The album is an eclectic mix of rock, folk, country and baroque pop. Some of the influences Leet mentions are Kacey Musgraves, Willie Nelson, Death Cab for Cutie and the Beatles. To my ears that makes sense. The songs are easy to appreciate and quite accessible.
The opener is “Wildflower Thief.” It starts off simple enough with minimal instrumentation and blossoms with a variety of sounds. I found the music comforting and it also had quite a lot of memorable melodies. The song rocks out as well with a surge happening and wild drums and distorted guitars taking over.
“The Corner (feat. Chris Burns)” felt like a single to my ears. The song is very catchy and immediately felt accessible. This song has some alternative with a side of the country. It works well and enjoys the celebratory vibe to the song. The chorus is quite good.
“Cloudy Day” is a great song. It’s a little more melancholy with a good amount of atmospheric elements. Leet sounds great here and I thought the vocals mixed very well with the music.”County Fair” felt like the most country inspired song and I would say this song had a bluegrass element. I love banjo and violin and both those instruments sound great here. The xylophone also works in the mix. This song is warm and inviting. The lyrics are quite nostalgic.
“Louisiana Goodbye” is stripped back and revolves around acoustic guitar and vocals while “NYC Cowboy” is a huge sounding song with a bit of arena rock and blues quality. “Magadalene” was one of my favorites.

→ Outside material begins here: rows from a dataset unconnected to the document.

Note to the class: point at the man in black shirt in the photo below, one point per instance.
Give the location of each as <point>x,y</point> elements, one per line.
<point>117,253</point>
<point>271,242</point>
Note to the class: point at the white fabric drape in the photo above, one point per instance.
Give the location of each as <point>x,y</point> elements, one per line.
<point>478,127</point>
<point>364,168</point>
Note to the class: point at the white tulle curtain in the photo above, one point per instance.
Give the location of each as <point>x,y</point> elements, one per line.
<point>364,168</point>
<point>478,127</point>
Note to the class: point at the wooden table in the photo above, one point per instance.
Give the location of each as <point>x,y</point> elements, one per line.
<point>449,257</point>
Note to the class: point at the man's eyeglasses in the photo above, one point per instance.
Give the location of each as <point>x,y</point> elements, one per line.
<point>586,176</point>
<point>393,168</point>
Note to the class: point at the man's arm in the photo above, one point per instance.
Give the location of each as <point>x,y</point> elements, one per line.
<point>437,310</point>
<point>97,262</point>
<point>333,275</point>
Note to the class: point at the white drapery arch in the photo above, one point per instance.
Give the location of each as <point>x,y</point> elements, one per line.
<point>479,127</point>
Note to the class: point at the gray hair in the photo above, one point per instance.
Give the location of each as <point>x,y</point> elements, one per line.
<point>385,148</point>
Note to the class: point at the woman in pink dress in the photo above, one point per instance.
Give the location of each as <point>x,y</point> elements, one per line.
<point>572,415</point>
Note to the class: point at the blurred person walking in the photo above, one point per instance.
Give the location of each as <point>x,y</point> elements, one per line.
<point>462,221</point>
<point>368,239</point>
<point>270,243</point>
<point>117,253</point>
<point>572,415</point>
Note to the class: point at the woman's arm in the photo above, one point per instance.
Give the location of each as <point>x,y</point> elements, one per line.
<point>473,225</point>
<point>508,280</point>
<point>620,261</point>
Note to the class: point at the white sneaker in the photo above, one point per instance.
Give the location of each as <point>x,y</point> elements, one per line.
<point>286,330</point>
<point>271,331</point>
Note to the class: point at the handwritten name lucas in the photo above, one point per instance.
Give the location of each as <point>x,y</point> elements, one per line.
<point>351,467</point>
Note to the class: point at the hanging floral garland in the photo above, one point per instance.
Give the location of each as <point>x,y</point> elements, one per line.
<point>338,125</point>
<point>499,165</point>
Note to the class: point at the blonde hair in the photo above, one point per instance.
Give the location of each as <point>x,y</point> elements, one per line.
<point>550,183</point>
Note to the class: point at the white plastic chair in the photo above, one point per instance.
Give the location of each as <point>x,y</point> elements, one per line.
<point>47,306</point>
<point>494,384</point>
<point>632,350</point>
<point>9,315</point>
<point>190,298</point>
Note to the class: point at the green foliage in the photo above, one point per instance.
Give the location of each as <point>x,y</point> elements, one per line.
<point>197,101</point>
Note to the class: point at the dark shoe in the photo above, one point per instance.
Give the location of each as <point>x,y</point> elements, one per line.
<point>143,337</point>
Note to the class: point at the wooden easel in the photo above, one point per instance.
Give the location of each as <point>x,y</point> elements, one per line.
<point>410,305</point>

It’s a percussive heavy song but very organic sounding. The groove the song starts with is wonderful. As the song progresses it just gets better and goes in directions I wasn’t expecting.
“Alice (feat. Sammy Rae & the Friends”) is a tip of the hat to bluegrass, ’50s and ’60s rockabilly and more. It’s a wonderful song and I thought it was another highlight. The chorus is celebratory and sing-along worthy.
We get another sparse performance with “Dearly Darlin’' while “Satan & the Sailor” is an off-kilter bluegrass song. Last up is a piano ballad “Rainbow” which was beautiful and doesn't really sound like much else on the album,
Albums that take this long can often sound scattered and misdirected. Although this album flirts with a lot of genres it sounds cohesive enough that I didn’t get that feeling. The work put into it was evident from the start. There are a lot of good songs and some that felt truly exceptional. Highly recommended.